Valuing the content you consume

Ever felt like that next podcast, blog, book, YouTube video or online course is going to give you THE insight that you’ve been missing all this time, only to consume the material and still be left feeling like you’re missing it?

You’re immediately onto the next piece of content for that elusive insight. However, failing to take a moment to digest, implement or capture the things that really stood out is costly.

Take a moment to apply the content and insights you consume

When we complete something we get a small dopamine hit, it’s a reward mechanism and is the brain’s way of thanking you. Dopamine feels good and leads us to crave us the next fix. The trouble is that we’re missing out on lots of the real value if we give in to this way of working.

If we’re not consuming content for entertainment we’re often there to learn something. When we get distracted by a quest to find the next dopamine hit, it’s easy to neglect the real reason for starting that book in the first place… to get insight that’s going to help us.

Often we don’t need more content, we just need to take a moment and apply the content and insight we’re consuming.

The value isn’t in the information, it’s what you do with it

In consultancy, we’re guilty of consuming probably more content than most, but the reality that I have to constantly bring myself back to is one of value. The value of reading isn’t in the information, it’s in what we do with it and the change that we can create because of that.

I’ll admit it I’m as guilty, if not more so, as the next person… I’ve got a long list of books that I want to read. Not for enjoyment, but for the insight they contain. As soon as I seem to finish one, I can’t help but pick up the next one. The feeling of accomplishment and progress is just too compelling to resist. The problem with this is that I lose sight of the original reason for reading it. To gain insight and value from the contents.

Ok, I may skip a few important lessons as I go, but I’m not going to recall the vast majority.

It’s usually off the back of a comment or a particular challenge that I catch myself trying to recall that thing that would be really helpful, the thing is, that I know it’s in a book that’s on a shelf however many miles away from me. Not helpful. If I don’t stop as I go, I can get through a stack of books realising that I have a ticked a box, but have only really scratched the surface of the value that was there.

It takes discipline…

In my more disciplined moments, I’ll read, reflect and digest the pertinent insights whilst making them accessible for those times when I need them at my fingertips.
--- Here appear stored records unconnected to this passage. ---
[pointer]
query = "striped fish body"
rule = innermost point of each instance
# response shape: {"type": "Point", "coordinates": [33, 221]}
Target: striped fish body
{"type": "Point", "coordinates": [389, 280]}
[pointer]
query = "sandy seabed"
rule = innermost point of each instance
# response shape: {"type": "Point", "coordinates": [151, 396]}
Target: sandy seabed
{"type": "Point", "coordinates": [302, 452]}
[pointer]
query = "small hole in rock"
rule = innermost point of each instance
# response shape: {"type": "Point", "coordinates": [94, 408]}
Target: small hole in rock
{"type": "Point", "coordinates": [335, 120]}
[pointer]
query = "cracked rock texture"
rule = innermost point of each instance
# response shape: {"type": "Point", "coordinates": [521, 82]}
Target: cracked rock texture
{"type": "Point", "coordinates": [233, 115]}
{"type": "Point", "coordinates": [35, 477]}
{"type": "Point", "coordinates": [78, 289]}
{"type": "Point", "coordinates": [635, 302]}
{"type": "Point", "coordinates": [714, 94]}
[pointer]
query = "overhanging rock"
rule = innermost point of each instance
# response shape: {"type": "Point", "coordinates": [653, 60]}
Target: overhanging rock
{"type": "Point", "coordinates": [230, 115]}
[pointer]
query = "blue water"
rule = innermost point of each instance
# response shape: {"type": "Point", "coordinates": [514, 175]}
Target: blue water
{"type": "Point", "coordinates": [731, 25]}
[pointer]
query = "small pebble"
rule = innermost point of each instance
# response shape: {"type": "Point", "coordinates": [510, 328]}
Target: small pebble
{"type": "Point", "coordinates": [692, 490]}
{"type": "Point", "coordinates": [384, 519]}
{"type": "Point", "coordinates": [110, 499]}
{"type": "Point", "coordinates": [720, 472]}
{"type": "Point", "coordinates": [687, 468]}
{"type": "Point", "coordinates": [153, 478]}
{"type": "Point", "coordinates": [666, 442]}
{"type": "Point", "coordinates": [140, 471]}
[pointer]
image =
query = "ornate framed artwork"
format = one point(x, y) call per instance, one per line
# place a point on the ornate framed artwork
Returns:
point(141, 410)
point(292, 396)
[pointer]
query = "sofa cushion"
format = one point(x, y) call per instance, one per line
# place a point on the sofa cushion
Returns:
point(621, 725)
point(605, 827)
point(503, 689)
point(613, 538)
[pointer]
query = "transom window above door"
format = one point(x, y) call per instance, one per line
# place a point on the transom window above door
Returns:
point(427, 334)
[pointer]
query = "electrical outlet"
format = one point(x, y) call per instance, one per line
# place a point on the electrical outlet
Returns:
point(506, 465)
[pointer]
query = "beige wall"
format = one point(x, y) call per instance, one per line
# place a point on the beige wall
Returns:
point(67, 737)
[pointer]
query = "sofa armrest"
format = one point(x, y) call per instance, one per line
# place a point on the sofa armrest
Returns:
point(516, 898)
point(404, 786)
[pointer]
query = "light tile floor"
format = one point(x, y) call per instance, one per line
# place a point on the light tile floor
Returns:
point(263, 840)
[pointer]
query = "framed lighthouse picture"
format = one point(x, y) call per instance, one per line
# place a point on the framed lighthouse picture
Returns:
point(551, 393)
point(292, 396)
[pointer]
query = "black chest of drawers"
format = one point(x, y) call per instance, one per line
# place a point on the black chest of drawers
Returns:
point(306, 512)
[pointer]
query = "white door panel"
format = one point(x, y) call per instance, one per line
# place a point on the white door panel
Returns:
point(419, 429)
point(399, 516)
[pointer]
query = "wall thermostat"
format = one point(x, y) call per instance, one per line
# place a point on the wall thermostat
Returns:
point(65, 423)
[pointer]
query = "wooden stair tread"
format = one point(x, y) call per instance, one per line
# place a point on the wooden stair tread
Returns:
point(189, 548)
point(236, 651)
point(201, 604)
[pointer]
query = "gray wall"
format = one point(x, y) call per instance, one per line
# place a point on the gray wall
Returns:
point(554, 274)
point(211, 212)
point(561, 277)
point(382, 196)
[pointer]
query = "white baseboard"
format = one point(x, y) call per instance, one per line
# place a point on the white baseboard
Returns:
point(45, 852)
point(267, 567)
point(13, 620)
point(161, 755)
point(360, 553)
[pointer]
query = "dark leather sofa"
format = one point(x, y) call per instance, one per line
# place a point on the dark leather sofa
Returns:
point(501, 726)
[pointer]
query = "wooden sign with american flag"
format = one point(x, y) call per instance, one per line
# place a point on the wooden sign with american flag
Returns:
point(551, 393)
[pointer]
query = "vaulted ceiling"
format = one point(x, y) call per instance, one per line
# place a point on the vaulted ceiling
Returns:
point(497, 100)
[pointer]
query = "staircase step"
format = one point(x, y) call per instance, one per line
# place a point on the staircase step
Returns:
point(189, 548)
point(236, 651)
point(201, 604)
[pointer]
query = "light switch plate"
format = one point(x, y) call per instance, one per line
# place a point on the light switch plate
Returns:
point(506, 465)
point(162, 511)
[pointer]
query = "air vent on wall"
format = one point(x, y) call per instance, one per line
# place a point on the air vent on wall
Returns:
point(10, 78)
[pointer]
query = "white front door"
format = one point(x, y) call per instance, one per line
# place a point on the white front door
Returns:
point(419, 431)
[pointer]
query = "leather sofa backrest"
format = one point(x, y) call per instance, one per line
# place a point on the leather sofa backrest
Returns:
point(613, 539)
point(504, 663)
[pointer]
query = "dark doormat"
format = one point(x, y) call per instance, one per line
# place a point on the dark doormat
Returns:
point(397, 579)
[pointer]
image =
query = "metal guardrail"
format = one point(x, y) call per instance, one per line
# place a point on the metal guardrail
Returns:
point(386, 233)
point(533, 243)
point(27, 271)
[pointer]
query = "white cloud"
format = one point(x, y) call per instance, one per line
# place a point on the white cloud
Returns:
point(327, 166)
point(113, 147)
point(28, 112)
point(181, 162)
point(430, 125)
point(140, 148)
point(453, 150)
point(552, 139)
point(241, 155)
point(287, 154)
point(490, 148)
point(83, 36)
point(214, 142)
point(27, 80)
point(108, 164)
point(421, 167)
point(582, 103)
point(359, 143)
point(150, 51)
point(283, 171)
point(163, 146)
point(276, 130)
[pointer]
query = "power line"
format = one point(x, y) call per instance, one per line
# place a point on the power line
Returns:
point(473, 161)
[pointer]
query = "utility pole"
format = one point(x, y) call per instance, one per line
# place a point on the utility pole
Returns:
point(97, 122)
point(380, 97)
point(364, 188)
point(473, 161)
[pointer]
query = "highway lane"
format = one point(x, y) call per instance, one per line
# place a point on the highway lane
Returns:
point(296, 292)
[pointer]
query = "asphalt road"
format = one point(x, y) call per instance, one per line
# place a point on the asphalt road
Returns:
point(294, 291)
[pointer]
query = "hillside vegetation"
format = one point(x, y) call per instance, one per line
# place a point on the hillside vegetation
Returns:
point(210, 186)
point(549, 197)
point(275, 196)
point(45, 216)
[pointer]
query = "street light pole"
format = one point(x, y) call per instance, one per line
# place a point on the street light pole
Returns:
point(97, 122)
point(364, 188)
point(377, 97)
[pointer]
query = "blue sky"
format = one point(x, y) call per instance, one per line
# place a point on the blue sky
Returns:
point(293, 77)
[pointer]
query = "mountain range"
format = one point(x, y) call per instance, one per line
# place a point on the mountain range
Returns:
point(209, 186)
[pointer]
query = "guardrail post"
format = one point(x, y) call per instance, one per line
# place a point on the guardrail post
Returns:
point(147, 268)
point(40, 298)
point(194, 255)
Here’s how…

Firstly, I’ll spend a good few minutes in the contents pages, REALLY trying to get my head around the arc of the narrative. If I can get my head around this structure it makes the components much easier to recall.

Secondly, I’ll have a highlighter to hand as I’m reading. Anything that piques my interest I’ll highlight and fold the page corner. This helps on two fronts, firstly it helps me quickly spot what was of interest and secondly I’ll be able to thumb back to it quickly. I used to just fold the page corners and then try and come back to those pages. The trouble was I’d then spend an age re-reading so much because I was trying to identify the sentence.

Finally, and this is the one I struggle with most. At the end of each book, I try to go back through and digitise the useful content into a space that I can easily come back to. For me, it’s Evernote. I’ll start with the contents page and then come back to each of the folded corners. It’s not the quickest process and one that’s very easy to want to come back to. However, this final piece of the jigsaw is the one with the most value.

Having this information available, not only makes it useful now but in years to come too. Imagine having a bank of content that you can draw upon at a moments notice, the value of this would be immense. However, the reward mechanisms and dopamine incentive is often a compelling option, especially in the moment.

As Matt, the founder of Form would say… “Always play the long game”.